I highlight some insightful points below:
- Buy Criteria
- it sells it a large discount to our value estimate,
- we believe the value growth will be at least average, and
- we believe management will act like owners.
- Sell Criteria
- We sell when we lose any of those three supports.
- Failures are when we lose confidence in management or the ability to grow.
- Successes are sold when the value gap has become deminimis, or other stocks have fallen such that they are far more attractive than those we hold.
- 4 exceptions of selling at 90% of estimated intrinsic value
- We sell at less than 90% of value if we lose confidence in either the management or the ability of the business to grow. Effectively, those are sales of our mistakes.
- We sell at less than 90% of value if the business needs to be owned by someone else to maximize value (generally meaning acquisition synergy) and there is no reason to believe such a change in ownership is imminent.

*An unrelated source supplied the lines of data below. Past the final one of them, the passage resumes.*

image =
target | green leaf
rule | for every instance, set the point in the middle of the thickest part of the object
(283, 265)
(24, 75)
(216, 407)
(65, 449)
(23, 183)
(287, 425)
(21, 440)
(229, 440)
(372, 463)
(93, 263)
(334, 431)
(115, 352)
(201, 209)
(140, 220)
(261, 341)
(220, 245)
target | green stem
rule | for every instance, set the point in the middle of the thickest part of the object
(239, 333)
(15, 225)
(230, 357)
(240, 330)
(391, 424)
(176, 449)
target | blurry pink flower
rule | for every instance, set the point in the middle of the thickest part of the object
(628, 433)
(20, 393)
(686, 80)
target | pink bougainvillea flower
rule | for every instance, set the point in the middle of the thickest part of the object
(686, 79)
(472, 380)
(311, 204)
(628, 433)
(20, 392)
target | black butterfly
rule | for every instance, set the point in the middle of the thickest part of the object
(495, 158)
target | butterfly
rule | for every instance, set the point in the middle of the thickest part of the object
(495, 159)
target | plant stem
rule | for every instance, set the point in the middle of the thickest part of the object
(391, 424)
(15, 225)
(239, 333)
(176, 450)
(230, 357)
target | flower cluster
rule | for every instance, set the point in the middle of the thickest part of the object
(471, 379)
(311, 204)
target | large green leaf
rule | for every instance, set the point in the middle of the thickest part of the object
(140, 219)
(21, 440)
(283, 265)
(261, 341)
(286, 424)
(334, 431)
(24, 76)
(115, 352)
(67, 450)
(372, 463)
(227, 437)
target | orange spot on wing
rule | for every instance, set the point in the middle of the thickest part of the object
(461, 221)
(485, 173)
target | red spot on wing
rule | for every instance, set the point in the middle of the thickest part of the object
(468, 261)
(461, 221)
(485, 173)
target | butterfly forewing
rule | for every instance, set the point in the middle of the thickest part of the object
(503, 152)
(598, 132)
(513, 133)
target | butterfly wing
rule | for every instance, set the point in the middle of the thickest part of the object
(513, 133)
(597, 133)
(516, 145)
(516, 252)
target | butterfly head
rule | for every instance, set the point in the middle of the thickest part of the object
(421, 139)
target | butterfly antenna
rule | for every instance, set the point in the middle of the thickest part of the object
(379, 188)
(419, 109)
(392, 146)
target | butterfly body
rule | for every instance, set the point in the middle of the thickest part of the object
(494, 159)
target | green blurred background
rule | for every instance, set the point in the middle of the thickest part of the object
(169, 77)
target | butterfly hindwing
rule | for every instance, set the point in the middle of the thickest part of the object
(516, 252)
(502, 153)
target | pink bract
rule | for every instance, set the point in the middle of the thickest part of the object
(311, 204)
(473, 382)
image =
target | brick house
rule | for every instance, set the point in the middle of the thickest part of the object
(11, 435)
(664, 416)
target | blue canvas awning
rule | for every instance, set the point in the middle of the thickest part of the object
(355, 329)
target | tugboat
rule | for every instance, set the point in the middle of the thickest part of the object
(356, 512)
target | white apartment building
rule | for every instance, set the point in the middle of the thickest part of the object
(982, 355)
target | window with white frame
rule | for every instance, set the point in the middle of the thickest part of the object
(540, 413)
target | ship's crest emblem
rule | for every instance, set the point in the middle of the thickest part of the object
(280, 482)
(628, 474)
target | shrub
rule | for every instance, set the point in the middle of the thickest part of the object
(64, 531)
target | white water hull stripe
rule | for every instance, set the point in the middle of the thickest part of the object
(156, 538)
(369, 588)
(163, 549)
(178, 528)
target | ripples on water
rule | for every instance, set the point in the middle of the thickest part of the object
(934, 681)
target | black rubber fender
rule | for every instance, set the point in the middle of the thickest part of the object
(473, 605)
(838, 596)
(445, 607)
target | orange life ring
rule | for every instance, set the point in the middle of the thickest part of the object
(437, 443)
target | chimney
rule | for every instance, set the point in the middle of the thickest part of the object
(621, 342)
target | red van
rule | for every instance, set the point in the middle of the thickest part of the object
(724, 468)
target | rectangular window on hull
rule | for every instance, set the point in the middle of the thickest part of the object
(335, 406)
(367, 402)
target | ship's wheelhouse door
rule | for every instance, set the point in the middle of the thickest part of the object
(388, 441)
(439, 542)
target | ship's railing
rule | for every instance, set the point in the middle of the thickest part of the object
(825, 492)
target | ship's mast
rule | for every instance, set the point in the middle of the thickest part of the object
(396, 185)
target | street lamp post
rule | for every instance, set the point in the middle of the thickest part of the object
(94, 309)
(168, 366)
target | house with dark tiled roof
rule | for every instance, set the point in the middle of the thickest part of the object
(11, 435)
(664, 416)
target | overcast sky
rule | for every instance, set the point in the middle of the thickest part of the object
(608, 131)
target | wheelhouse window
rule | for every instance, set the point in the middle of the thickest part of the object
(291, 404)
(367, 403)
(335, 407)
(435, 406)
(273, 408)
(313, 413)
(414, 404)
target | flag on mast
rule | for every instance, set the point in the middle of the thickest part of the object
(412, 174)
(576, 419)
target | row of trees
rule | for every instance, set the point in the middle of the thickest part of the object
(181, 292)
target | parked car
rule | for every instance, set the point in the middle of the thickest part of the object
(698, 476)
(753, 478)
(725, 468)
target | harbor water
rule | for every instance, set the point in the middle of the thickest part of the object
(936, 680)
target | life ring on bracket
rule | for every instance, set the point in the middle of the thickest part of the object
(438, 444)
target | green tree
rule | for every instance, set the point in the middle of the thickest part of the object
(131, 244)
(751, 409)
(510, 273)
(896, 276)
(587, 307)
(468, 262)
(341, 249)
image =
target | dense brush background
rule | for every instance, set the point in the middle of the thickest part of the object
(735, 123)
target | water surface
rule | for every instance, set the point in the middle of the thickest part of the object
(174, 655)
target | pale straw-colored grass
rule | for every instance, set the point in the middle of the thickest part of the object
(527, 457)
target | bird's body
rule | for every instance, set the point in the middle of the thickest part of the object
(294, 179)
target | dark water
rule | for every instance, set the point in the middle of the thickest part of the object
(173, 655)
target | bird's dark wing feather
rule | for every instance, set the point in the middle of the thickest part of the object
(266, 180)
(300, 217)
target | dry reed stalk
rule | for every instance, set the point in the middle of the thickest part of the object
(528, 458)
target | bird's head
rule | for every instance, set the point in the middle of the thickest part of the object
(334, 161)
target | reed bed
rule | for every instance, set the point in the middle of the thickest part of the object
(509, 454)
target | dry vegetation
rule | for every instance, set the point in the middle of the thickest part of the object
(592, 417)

- We will sell at less than 90% of value if non-owned stocks are available at less than 60% of value. The relative gap of 40-50% appreciation is what we are really trying to capture.
- We will wait for a holding to go long term if it is selling at around 90%-110% of our value estimate. If it increases past that, we’ll accept the short term tax penalty to avoid the risk of holding a significantly overvalued security.
- Important Traits
- To me, the most important traits are a combination of passion and discipline.
- Being able to stick to one’s investment philosophy through tough times is perhaps most important.
- Indeed, if it is thought of as a “job” that already makes success difficult. Successful investors have a passion for the challenge of investing, and to them, it is their way of life, not just a job.
- To be a value based consumer, and to have the confidence to rely on my own judgment even when the crowd came to a different conclusion.
- Investment Mistakes & Lessons
- Over the next twenty years, KM went bankrupt and Wal-Mart returned many times its cost. That mistake taught me a lot about sustainable competitive advantage, and the importance of corporate cultures. That was the start for me of realizing that qualitative analysis was as important as quantitative analysis.
- Sometimes value investors buy a stock to capture a valuation gap, but don’t adjust their valuation targets based on information that comes out after they purchase it.
- Investment Process
- I believe the most critical part of value investing is following a disciplined buy and sell process. If that is a given, then yes, finding new ideas is the next most important thing.
- We try to identify change that might make them qualify: for those that looked too expensive, we look for large stock price declines.
- Second largest source is probably management change.
- Statistical cheapness was a starting point, not an ending point.
- Value Investing
- To me, value investing is a way of making sense of the world, not just investing.
- Outlook
- We’ve seen small stocks outperform for about 7 years, and for 4 years we’ve seen commodity and cyclicals outperform stable growth, low quality outperform high quality, and International outperform US. Looking for values today, I would look away from those categories that have done well recently.